卸専門の鮮魚店『鮮魚 衣笠』の衣笠睦生さんが鞆町内の4ヵ所で実施している鮮魚の移動販売。鮮魚だけでなく、お刺身や焼き魚などすぐに食べられるよう加工した商品も販売されています。スーパーのない鞆の浦では、高齢者の生活を支えるマーケットとしての役割を果たしています。
高齢者の暮らしを支える鮮魚の移動販売
木曜日の朝の鞆中央公園。ひとり、ふたりとおばちゃんたちが現れ、ベンチに座って井戸端会議が始まりました。みんなが心待ちにしているのは、鮮魚移動販売。おばちゃんたちに混ざっておしゃべりに花を咲かせていると……ん? 遠くから音楽が聴こえてきました。段々と大きくなる大江戸捜査網のテーマに合わせて、ド派手な橙色の軽トラックが登場! 営んでいるのは、卸専門の鮮魚店『鮮魚衣笠』の衣笠睦生さんです。
睦生さんの祖父の代から続く『衣笠』はホテルや旅館、飲食店に鮮魚を卸している専門店ですが、町で唯一のスーパーマーケットが閉店したのを機に移動販売をスタート。月曜日は平地区にある「鞆の津ふれあいサロン」。火曜日は「鞆中学校」下の集合団地。木曜日は「鞆中央公園」。金曜日は「鞆御幸市営住宅前」の公園。鞆町内の4ヵ所で朝10時から行っています。
飾らない人柄が魅力の“むっちゃん”に会いたくて
「むっちゃん、今日は何があるん?」
「この前はありがとね」
「むっちゃん、私が頼んどったあれは買うて来てくれた?」
みんなが口々に話し掛け、トラックの周りが華やぎます。“むっちゃん”と呼ばれる睦生さんは、おばちゃんたちのアイドルみたい。みんながどれほどこの移動販売を心待ちにしているのかが分かります。
みんな口が達者で、なんだか漫才みたいで面白い。
買い物が困難になった高齢者の暮らしを支える。とても重要で重大な使命のようにも思えますが、「自分にできることを、できる範囲でやりょうるだけですよ」と、睦生さんはとっても自然体。気負わず、気取らず、マイペースな睦生さんのスタイルは、この町の空気感そのものです。

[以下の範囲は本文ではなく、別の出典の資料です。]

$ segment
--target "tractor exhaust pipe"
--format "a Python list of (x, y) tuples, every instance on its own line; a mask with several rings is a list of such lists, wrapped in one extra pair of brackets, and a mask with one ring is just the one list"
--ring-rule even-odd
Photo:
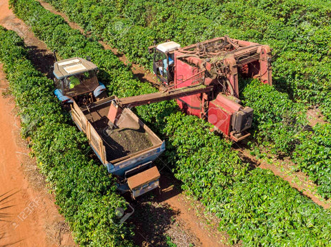
[(55, 62), (57, 62), (57, 58), (56, 52), (57, 52), (57, 50), (54, 50), (53, 51), (53, 56), (54, 56), (54, 59), (55, 60)]

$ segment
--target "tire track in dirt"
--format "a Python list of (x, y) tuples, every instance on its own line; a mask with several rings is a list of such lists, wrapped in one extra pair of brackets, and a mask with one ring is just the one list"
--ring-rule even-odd
[[(57, 11), (50, 4), (48, 3), (40, 0), (37, 1), (45, 9), (52, 12), (53, 14), (62, 17), (72, 28), (79, 30), (82, 34), (88, 36), (78, 24), (70, 21), (69, 18), (66, 14)], [(121, 54), (117, 49), (111, 47), (109, 45), (101, 41), (99, 42), (103, 46), (105, 49), (112, 50), (112, 52), (117, 55), (117, 57), (119, 57), (119, 60), (123, 62), (126, 65), (129, 63), (126, 56), (124, 54)], [(151, 73), (146, 71), (142, 67), (132, 63), (131, 69), (134, 75), (140, 80), (151, 83), (156, 87), (160, 87), (161, 84), (156, 83), (156, 78)], [(181, 193), (179, 189), (174, 187), (173, 183), (171, 181), (172, 180), (164, 178), (164, 176), (162, 180), (163, 182), (161, 183), (161, 186), (163, 194), (161, 194), (160, 196), (157, 196), (154, 202), (159, 204), (159, 206), (161, 207), (170, 207), (178, 213), (176, 213), (176, 216), (174, 218), (175, 219), (174, 219), (174, 221), (181, 222), (181, 226), (182, 227), (181, 230), (187, 233), (188, 235), (191, 235), (192, 239), (195, 239), (197, 240), (194, 243), (194, 246), (206, 247), (225, 246), (225, 245), (221, 241), (223, 242), (225, 241), (226, 239), (226, 235), (225, 235), (223, 233), (220, 233), (217, 230), (217, 224), (211, 224), (212, 226), (210, 226), (210, 223), (206, 223), (207, 222), (210, 222), (210, 219), (207, 219), (205, 218), (202, 219), (203, 217), (199, 218), (197, 215), (199, 213), (194, 208), (194, 207), (190, 206), (187, 204), (187, 200), (185, 199), (185, 195)], [(172, 195), (164, 195), (167, 193), (168, 195), (171, 194)], [(197, 204), (199, 204), (199, 203)], [(142, 208), (143, 208), (143, 206)], [(134, 223), (137, 222), (136, 222)], [(169, 226), (169, 227), (172, 226)], [(143, 230), (141, 229), (141, 230)], [(161, 234), (162, 233), (159, 233)], [(159, 246), (160, 243), (152, 244), (148, 241), (148, 237), (146, 237), (146, 235), (149, 234), (150, 233), (148, 231), (140, 233), (141, 237), (139, 238), (138, 237), (139, 239), (137, 239), (137, 241), (141, 244), (143, 244), (144, 246)], [(139, 235), (139, 233), (138, 233), (138, 235)], [(186, 246), (185, 245), (186, 244), (183, 242), (181, 244), (183, 245), (179, 246), (183, 247)], [(187, 246), (188, 246), (189, 245), (188, 244)]]
[[(1, 65), (0, 78), (6, 82), (5, 77)], [(8, 87), (8, 83), (1, 86)], [(0, 109), (0, 200), (6, 196), (2, 195), (12, 195), (0, 204), (10, 206), (1, 212), (7, 222), (0, 221), (0, 246), (74, 246), (55, 200), (45, 188), (44, 178), (20, 137), (13, 98), (1, 95)], [(60, 235), (61, 230), (65, 230)]]
[[(77, 23), (70, 22), (68, 17), (66, 14), (54, 10), (52, 6), (48, 3), (45, 3), (41, 0), (37, 1), (39, 1), (46, 9), (63, 17), (63, 19), (72, 28), (79, 29), (82, 34), (86, 35), (84, 30)], [(105, 42), (99, 41), (99, 43), (103, 45), (105, 49), (111, 50), (125, 64), (129, 63), (129, 61), (126, 56), (119, 52), (117, 49), (112, 47)], [(160, 87), (161, 85), (155, 83), (155, 77), (151, 74), (150, 72), (144, 69), (143, 67), (132, 63), (131, 68), (132, 72), (136, 74), (137, 78), (141, 79), (141, 80), (150, 83), (154, 87)], [(141, 74), (146, 75), (146, 76), (144, 78), (141, 78)], [(308, 112), (308, 114), (310, 112)], [(257, 159), (255, 157), (250, 155), (250, 151), (244, 144), (243, 144), (239, 143), (238, 144), (234, 144), (233, 146), (233, 149), (234, 150), (239, 151), (241, 156), (241, 158), (243, 161), (249, 160), (250, 164), (254, 167), (259, 167), (261, 169), (270, 170), (275, 175), (279, 176), (283, 180), (288, 181), (291, 186), (297, 189), (303, 195), (312, 199), (312, 200), (316, 204), (324, 207), (325, 208), (330, 208), (331, 204), (330, 200), (324, 200), (316, 193), (316, 184), (311, 182), (305, 174), (301, 172), (293, 171), (292, 167), (294, 164), (292, 164), (290, 160), (281, 160), (273, 158), (273, 163), (270, 164), (270, 162), (267, 162), (261, 159)], [(172, 202), (174, 204), (177, 202)]]
[[(6, 0), (0, 2), (0, 25), (25, 38), (27, 46), (46, 54), (46, 45), (15, 17)], [(8, 87), (2, 65), (0, 84), (0, 200), (10, 195), (0, 207), (10, 206), (1, 212), (6, 221), (0, 221), (0, 246), (74, 246), (54, 196), (45, 188), (45, 178), (29, 158), (30, 150), (21, 138), (13, 97), (2, 95)]]

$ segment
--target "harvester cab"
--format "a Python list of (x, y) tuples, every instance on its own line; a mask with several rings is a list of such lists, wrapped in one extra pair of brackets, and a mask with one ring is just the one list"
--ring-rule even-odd
[[(272, 84), (269, 46), (225, 36), (183, 47), (173, 41), (154, 43), (148, 50), (154, 53), (154, 73), (172, 94), (168, 99), (177, 98), (183, 111), (207, 120), (215, 131), (236, 142), (249, 136), (253, 109), (241, 105), (239, 78)], [(192, 87), (199, 85), (211, 90), (203, 92), (202, 87), (200, 92), (194, 91)], [(166, 98), (163, 94), (160, 97)], [(128, 100), (121, 101), (126, 104)]]
[(180, 47), (181, 45), (174, 41), (149, 47), (150, 53), (154, 52), (153, 72), (159, 80), (167, 85), (174, 80), (174, 52)]
[(106, 87), (97, 78), (98, 67), (90, 61), (79, 57), (56, 61), (53, 74), (54, 93), (63, 103), (74, 100), (83, 106), (105, 98)]

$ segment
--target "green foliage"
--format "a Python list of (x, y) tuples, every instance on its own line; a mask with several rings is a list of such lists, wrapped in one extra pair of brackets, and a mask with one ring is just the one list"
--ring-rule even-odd
[(297, 169), (309, 175), (319, 186), (319, 193), (331, 197), (331, 125), (317, 125), (313, 133), (300, 135), (294, 160)]
[[(188, 45), (228, 34), (270, 45), (274, 83), (296, 100), (322, 104), (331, 89), (331, 5), (325, 1), (47, 1), (147, 67), (154, 40)], [(330, 104), (322, 107), (331, 111)]]
[(290, 155), (298, 142), (297, 135), (306, 125), (304, 106), (257, 80), (249, 83), (242, 94), (245, 105), (254, 109), (257, 142), (270, 148), (273, 153)]
[(184, 46), (228, 34), (269, 45), (273, 49), (274, 88), (259, 89), (253, 83), (245, 89), (245, 102), (254, 110), (257, 143), (266, 146), (274, 154), (290, 157), (300, 143), (297, 136), (305, 125), (305, 109), (301, 103), (319, 105), (325, 118), (331, 119), (330, 3), (321, 0), (48, 1), (86, 31), (148, 67), (152, 57), (147, 47), (154, 40), (159, 43), (171, 39)]
[[(228, 34), (233, 37), (253, 40), (259, 40), (266, 36), (268, 34), (270, 36), (270, 39), (274, 39), (272, 40), (274, 43), (270, 45), (279, 44), (277, 47), (281, 49), (286, 47), (287, 44), (292, 44), (286, 39), (287, 34), (290, 34), (290, 36), (292, 37), (295, 34), (292, 34), (292, 28), (289, 25), (286, 32), (282, 34), (282, 39), (286, 39), (283, 42), (283, 39), (277, 40), (275, 38), (281, 36), (278, 31), (290, 21), (288, 13), (294, 12), (302, 4), (305, 4), (305, 2), (301, 3), (301, 2), (297, 1), (297, 3), (294, 5), (281, 5), (282, 7), (279, 5), (277, 6), (279, 9), (275, 12), (272, 10), (275, 7), (274, 6), (275, 2), (271, 1), (239, 1), (241, 5), (232, 2), (205, 0), (194, 2), (163, 1), (157, 3), (154, 1), (142, 3), (137, 0), (128, 1), (66, 0), (51, 2), (56, 3), (58, 8), (65, 9), (71, 18), (75, 21), (79, 21), (85, 28), (92, 30), (96, 34), (103, 36), (105, 39), (116, 44), (122, 51), (125, 51), (131, 58), (134, 58), (142, 63), (146, 63), (148, 59), (146, 50), (146, 44), (151, 44), (152, 39), (155, 38), (159, 41), (163, 41), (165, 37), (173, 39), (181, 42), (182, 45), (185, 45), (197, 40), (213, 37), (217, 34)], [(43, 15), (50, 16), (48, 18), (39, 18), (41, 21), (44, 19), (51, 19), (52, 14), (43, 10), (43, 9), (32, 0), (12, 0), (12, 3), (17, 14), (26, 21), (32, 19), (32, 17), (37, 12), (43, 12)], [(239, 6), (241, 7), (238, 8)], [(262, 8), (263, 14), (265, 13), (265, 9), (270, 8), (269, 11), (272, 14), (267, 15), (263, 21), (260, 18), (262, 10), (257, 9), (257, 6)], [(312, 7), (314, 11), (317, 9), (314, 6)], [(327, 19), (328, 15), (323, 14), (325, 7), (319, 8), (319, 10), (320, 10), (316, 11), (319, 11), (319, 14), (321, 18)], [(128, 13), (128, 15), (126, 15), (126, 13)], [(253, 14), (254, 18), (251, 17), (251, 14)], [(253, 25), (254, 23), (245, 22), (248, 17), (252, 21), (264, 25)], [(60, 21), (57, 17), (52, 18), (56, 21)], [(273, 30), (276, 32), (271, 32), (272, 30), (266, 32), (269, 27), (267, 23), (269, 23), (270, 20), (274, 20), (274, 18), (281, 20), (275, 23), (270, 22)], [(213, 21), (216, 19), (217, 21)], [(96, 42), (84, 39), (78, 34), (72, 32), (75, 40), (79, 41), (78, 43), (67, 43), (71, 39), (67, 33), (71, 34), (70, 32), (72, 31), (70, 31), (64, 23), (61, 24), (62, 22), (59, 22), (57, 25), (53, 25), (52, 22), (43, 22), (43, 21), (39, 22), (35, 20), (36, 19), (34, 19), (33, 21), (35, 22), (31, 23), (32, 28), (41, 30), (43, 25), (45, 32), (49, 32), (47, 35), (40, 32), (39, 37), (43, 35), (46, 43), (50, 47), (53, 47), (52, 45), (57, 46), (57, 44), (59, 44), (57, 47), (61, 56), (63, 57), (72, 56), (74, 54), (91, 56), (93, 61), (101, 69), (101, 79), (107, 83), (112, 94), (126, 96), (140, 94), (142, 92), (154, 92), (151, 87), (133, 79), (128, 69), (112, 56), (110, 52), (103, 50)], [(317, 19), (312, 19), (312, 21), (313, 21), (314, 25), (319, 24)], [(109, 23), (116, 23), (117, 28), (114, 28)], [(126, 28), (126, 25), (129, 24), (131, 25), (130, 28)], [(61, 32), (63, 29), (67, 29), (68, 32)], [(113, 35), (115, 32), (119, 37)], [(106, 34), (108, 35), (107, 37)], [(53, 36), (57, 38), (53, 39)], [(75, 45), (74, 49), (70, 46), (72, 45)], [(318, 47), (322, 49), (321, 52), (325, 52), (323, 50), (323, 45)], [(303, 46), (302, 49), (305, 48)], [(285, 58), (284, 61), (287, 61), (288, 59)], [(294, 71), (293, 73), (295, 75), (297, 72)], [(292, 81), (292, 75), (290, 74), (289, 77), (283, 76), (285, 74), (279, 74), (277, 80), (292, 85), (289, 82)], [(310, 80), (310, 78), (308, 80)], [(317, 88), (320, 85), (317, 85)], [(264, 87), (263, 89), (267, 92), (269, 89)], [(249, 98), (249, 93), (247, 95)], [(297, 111), (294, 111), (294, 116), (281, 114), (282, 109), (287, 110), (290, 107), (295, 107), (297, 109), (296, 105), (290, 105), (290, 101), (286, 97), (284, 96), (282, 97), (279, 104), (273, 103), (279, 109), (278, 113), (272, 116), (273, 119), (270, 123), (271, 126), (276, 126), (279, 129), (281, 128), (275, 124), (277, 120), (288, 118), (290, 120), (286, 122), (290, 125), (289, 126), (291, 125), (297, 126), (293, 122), (299, 122), (301, 119), (299, 117), (301, 109), (299, 107), (297, 107)], [(271, 103), (272, 100), (269, 102)], [(254, 103), (254, 101), (252, 103)], [(230, 240), (237, 242), (241, 239), (243, 245), (252, 246), (328, 245), (331, 235), (331, 224), (329, 219), (330, 214), (327, 211), (300, 195), (287, 182), (277, 178), (270, 171), (257, 169), (248, 172), (247, 164), (243, 164), (239, 159), (237, 153), (230, 149), (230, 144), (210, 133), (209, 124), (192, 116), (172, 114), (176, 109), (173, 102), (150, 105), (144, 107), (146, 108), (137, 109), (139, 116), (159, 133), (166, 133), (168, 138), (166, 157), (174, 166), (176, 177), (183, 181), (183, 188), (188, 190), (196, 198), (200, 199), (210, 210), (221, 218), (220, 227), (227, 230)], [(266, 109), (267, 106), (264, 107)], [(163, 113), (164, 109), (167, 109), (166, 114)], [(262, 116), (263, 114), (263, 108), (261, 108), (259, 118), (261, 121), (266, 119)], [(56, 125), (53, 126), (57, 128)], [(288, 129), (286, 127), (285, 129)], [(68, 131), (70, 131), (70, 129)], [(276, 136), (276, 134), (274, 136)], [(41, 136), (41, 138), (43, 140), (43, 137)], [(78, 139), (81, 140), (80, 137), (71, 140), (72, 142), (79, 143)], [(290, 137), (286, 141), (288, 143), (292, 143), (292, 140)], [(291, 147), (288, 149), (283, 147), (280, 142), (277, 143), (275, 150), (288, 152), (292, 149)], [(71, 145), (71, 142), (67, 144)], [(50, 149), (53, 147), (50, 143), (47, 144)], [(57, 144), (54, 149), (58, 149), (61, 153), (63, 146)], [(79, 155), (75, 154), (76, 156), (77, 160), (79, 160)], [(57, 160), (60, 160), (59, 155), (55, 157), (57, 157)], [(69, 162), (65, 155), (61, 158)], [(96, 166), (89, 162), (85, 164), (86, 167), (90, 167), (90, 167)], [(43, 166), (43, 164), (41, 165)], [(70, 173), (74, 173), (74, 171), (77, 170), (72, 169), (72, 171), (70, 170)], [(85, 170), (82, 171), (83, 171), (77, 178), (89, 181), (90, 183), (94, 181), (94, 178), (90, 175), (92, 173), (87, 172), (87, 174), (90, 174), (87, 178), (87, 175), (84, 175), (86, 173)], [(59, 179), (61, 182), (61, 178), (57, 179)], [(92, 182), (90, 182), (91, 180)], [(71, 180), (69, 187), (75, 187), (75, 183), (74, 180)], [(97, 190), (105, 191), (106, 188), (107, 186), (105, 187), (104, 185), (98, 185)], [(88, 191), (94, 191), (94, 189), (90, 186), (87, 186), (87, 189)], [(71, 207), (70, 205), (73, 204), (72, 201), (74, 201), (71, 199), (72, 196), (74, 196), (74, 198), (77, 200), (80, 197), (86, 200), (90, 198), (88, 193), (83, 195), (82, 191), (83, 190), (79, 188), (74, 191), (70, 191), (70, 189), (65, 190), (63, 195), (66, 194), (68, 196), (63, 196), (61, 200)], [(106, 195), (103, 194), (103, 196)], [(95, 204), (98, 203), (107, 204), (108, 201), (103, 200), (103, 196), (94, 197), (95, 201), (91, 199), (88, 201), (89, 203), (85, 203), (87, 202), (86, 200), (79, 200), (81, 204), (78, 206), (72, 207), (72, 212), (74, 213), (72, 213), (74, 215), (78, 215), (74, 213), (77, 210), (83, 211), (83, 208), (88, 208), (87, 215), (81, 217), (79, 216), (77, 219), (79, 219), (75, 221), (77, 224), (75, 227), (80, 230), (79, 236), (83, 244), (94, 244), (94, 241), (86, 243), (83, 240), (85, 238), (88, 239), (93, 238), (93, 241), (98, 239), (99, 243), (103, 243), (98, 236), (103, 237), (105, 236), (103, 233), (106, 232), (102, 231), (103, 233), (100, 233), (100, 230), (103, 230), (103, 224), (97, 225), (98, 222), (106, 222), (105, 219), (107, 213), (103, 208), (101, 210), (94, 206)], [(92, 219), (95, 214), (99, 216)], [(87, 222), (90, 222), (90, 226), (94, 228), (95, 232), (83, 231)], [(110, 230), (114, 233), (115, 230), (112, 228)], [(112, 236), (117, 237), (119, 235), (107, 235), (110, 239)], [(104, 243), (106, 244), (106, 241)], [(110, 244), (107, 242), (107, 244)], [(125, 245), (124, 242), (123, 244)]]
[(117, 207), (126, 202), (114, 178), (88, 158), (86, 138), (53, 96), (52, 81), (27, 59), (22, 40), (0, 28), (0, 61), (15, 96), (22, 134), (31, 138), (32, 154), (53, 189), (56, 203), (81, 246), (132, 246), (127, 226), (118, 224)]
[(183, 189), (217, 211), (215, 205), (227, 197), (224, 189), (245, 175), (247, 164), (231, 150), (231, 143), (210, 131), (212, 125), (205, 120), (179, 112), (167, 122), (175, 177)]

「おばちゃん、コレ試食してみ」「ゆっくりでえぇけぇ、気をつけて帰ってよ」そんな何気ないやりとりが微笑ましくて、“むっちゃん”に会いたくて訪れるおばちゃんたちの気持ち、とってもよく分かる!
基本的に地元住民向けの商品ラインアップですが、お刺身や焼き魚などすぐに食べられるよう加工した商品も並んでいます。旅の途中、おばちゃんたちに混ざってローカル気分で買い物を楽しむのもオススメです。公園のベンチや防波堤など青空の下で新鮮な刺身をパクリと味わうのも乙なものです。
鮮魚 衣笠(魚介の移動販売)
住所/曜日により異なる
電話/090-7500-9970
出店日時/月・火・木・金曜日10:00〜11:30(売り切れ次第終了)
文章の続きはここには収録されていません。